Kazakhstan’s National Railway Carrier Under Threat of Default

The Chairman of the Supreme Audit Chamber (SAC), Alikhan Smailov, has discussed the possible default of national rail carrier, Kazakhstan Temir Zholy (KTZ). According to Smailov, the company cannot currently fulfill its obligations. "The company is in the ‘red’ zone of credit risk. At the beginning of 2024, its debt amounted to 2.9 trillion tenge ($6 billion) and continues to grow; 45%, or 1.3 trillion tenge ($2 billion), of the total debt is aimed at refinancing previously assumed debt obligations,” said Smailov, answering questions from deputies. According to Smailov, Samruk-Kazyna JSC's existing corporate governance methods and development strategy, which include KTZ, are not able to prevent the crisis the country's national railway company is facing. “Further deterioration of assets, the build-up of debts, and the inability to service them without fundamental management changes will lead to the default of KTZh,” Smailov stated. A large amount of budget funds has been spent on developing the railway industry over the past four years, but it has not been enough. The money invested has yet to meet the nation's needs for freight and passenger transportation, Smailov emphasized.
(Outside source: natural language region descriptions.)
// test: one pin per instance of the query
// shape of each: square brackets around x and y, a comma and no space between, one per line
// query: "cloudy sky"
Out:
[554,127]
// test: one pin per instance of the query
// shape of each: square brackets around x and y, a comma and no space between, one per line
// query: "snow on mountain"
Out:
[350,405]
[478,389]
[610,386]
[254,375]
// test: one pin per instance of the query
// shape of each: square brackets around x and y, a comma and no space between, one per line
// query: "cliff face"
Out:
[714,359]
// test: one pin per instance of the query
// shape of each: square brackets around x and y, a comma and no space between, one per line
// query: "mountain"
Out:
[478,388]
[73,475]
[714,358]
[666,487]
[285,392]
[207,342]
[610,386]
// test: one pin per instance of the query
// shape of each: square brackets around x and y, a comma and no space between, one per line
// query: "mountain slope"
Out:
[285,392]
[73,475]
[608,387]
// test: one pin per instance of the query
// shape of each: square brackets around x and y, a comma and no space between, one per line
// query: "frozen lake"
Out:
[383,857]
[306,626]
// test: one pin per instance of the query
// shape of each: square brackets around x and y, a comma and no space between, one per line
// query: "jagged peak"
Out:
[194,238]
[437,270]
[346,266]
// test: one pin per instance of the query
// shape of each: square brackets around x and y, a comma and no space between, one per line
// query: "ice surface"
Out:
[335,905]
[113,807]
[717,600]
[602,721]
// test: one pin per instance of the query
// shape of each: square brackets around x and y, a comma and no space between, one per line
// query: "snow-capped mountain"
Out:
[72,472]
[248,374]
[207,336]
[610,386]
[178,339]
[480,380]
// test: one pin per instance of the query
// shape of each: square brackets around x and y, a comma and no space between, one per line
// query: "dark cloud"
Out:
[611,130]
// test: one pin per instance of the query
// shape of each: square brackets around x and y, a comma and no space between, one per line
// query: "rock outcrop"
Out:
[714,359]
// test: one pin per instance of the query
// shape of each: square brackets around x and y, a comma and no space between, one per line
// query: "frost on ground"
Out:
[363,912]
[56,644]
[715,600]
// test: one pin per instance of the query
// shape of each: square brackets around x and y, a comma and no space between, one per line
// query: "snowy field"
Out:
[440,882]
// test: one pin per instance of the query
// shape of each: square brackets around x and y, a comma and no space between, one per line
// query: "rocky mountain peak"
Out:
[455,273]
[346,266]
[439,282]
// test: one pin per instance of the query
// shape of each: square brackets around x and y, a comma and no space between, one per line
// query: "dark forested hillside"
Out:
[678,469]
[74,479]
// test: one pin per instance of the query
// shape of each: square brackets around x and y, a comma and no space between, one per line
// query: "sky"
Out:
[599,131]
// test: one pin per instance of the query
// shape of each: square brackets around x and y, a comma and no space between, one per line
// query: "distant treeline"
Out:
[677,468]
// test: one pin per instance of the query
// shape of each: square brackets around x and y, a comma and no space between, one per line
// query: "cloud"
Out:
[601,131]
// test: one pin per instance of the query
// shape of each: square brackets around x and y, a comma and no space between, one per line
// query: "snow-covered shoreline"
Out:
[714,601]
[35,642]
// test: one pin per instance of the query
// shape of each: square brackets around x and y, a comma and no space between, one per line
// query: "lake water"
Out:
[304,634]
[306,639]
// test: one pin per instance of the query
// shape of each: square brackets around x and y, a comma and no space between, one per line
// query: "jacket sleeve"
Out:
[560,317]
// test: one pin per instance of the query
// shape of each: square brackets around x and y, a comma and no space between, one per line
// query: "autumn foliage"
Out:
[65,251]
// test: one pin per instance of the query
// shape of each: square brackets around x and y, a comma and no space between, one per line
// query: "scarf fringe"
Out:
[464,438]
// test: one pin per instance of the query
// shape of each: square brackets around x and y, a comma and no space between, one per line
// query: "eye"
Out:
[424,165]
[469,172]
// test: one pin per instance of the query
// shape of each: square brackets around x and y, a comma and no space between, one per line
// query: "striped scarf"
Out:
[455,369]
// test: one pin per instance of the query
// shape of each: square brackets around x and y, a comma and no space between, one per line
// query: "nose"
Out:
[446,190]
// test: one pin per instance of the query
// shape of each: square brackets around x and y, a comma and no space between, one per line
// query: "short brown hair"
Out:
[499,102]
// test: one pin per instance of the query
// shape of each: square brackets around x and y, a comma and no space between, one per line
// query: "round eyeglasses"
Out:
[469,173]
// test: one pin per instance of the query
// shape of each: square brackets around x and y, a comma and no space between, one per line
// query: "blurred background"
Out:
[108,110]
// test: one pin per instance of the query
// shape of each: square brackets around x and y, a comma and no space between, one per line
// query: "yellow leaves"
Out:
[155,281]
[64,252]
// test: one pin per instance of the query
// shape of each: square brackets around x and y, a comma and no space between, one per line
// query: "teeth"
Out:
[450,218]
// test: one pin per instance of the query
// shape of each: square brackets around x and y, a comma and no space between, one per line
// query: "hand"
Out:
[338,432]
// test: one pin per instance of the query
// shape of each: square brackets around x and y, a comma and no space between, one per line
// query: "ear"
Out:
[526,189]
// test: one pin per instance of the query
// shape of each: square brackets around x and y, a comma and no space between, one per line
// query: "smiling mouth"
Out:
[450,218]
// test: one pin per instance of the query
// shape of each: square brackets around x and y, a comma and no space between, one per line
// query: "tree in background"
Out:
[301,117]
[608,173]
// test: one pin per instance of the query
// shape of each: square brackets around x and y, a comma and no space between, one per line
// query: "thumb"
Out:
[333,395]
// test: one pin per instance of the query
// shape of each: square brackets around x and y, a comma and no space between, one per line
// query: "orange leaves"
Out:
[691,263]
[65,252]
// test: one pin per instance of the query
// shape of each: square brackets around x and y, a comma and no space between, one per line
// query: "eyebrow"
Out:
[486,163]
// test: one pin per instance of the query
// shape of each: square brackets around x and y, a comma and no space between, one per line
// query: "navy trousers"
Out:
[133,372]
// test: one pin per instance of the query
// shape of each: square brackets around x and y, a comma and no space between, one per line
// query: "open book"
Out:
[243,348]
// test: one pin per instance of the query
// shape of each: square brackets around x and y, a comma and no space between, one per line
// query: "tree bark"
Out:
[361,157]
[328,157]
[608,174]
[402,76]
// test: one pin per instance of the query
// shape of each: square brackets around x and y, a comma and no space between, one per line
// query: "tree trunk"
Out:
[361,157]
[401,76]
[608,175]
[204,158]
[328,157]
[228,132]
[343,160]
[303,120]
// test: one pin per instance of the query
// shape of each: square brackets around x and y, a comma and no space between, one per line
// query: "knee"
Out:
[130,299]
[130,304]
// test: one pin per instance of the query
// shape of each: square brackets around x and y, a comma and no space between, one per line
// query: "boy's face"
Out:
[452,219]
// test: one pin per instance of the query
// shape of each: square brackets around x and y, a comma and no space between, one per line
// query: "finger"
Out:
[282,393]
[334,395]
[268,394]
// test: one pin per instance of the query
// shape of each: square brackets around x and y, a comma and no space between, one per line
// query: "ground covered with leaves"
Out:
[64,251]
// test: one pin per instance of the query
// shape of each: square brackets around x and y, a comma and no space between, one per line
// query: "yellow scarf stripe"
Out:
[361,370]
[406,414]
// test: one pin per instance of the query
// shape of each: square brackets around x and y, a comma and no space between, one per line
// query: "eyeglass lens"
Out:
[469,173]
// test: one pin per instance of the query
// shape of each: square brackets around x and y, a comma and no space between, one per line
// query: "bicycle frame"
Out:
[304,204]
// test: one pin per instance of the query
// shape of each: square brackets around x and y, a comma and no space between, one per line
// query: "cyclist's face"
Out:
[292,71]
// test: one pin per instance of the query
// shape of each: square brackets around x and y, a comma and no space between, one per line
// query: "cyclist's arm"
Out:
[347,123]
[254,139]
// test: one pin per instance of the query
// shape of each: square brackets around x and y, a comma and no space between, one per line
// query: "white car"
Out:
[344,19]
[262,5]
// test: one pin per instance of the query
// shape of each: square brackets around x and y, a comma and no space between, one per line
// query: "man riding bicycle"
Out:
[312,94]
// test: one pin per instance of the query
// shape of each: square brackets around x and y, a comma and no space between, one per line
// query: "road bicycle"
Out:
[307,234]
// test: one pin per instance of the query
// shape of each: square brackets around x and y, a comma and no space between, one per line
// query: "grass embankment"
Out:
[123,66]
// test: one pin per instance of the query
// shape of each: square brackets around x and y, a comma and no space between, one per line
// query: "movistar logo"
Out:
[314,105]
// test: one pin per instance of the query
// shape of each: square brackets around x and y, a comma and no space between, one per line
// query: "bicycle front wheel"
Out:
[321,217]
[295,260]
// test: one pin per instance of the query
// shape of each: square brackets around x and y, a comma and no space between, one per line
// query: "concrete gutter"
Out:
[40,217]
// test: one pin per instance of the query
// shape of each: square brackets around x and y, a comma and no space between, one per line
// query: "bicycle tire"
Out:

Kyrgyzstan Introduces Temporary Ban on Deputies’ International Travel

Deputies of the Jogorku Kenesh have been restricted from taking foreign trips until the summer vacation. Speaker Nurlanbek Shakiev announced this at a parliamentary session, 24.kg reports. According to him, the deputies must hold five more plenary sessions before the recess. "There are many bills important for the fate of the country and the population. We must have time to consider them. Therefore, I ask you to participate in the Parliament sessions actively. Foreign travel has been restricted since Monday, except for several important events. We will not go anywhere. We are actively working for three weeks,” Shakiev said. The Kyrgyz parliament goes on summer vacation on July 1st, and deputies will return to work on September 1st.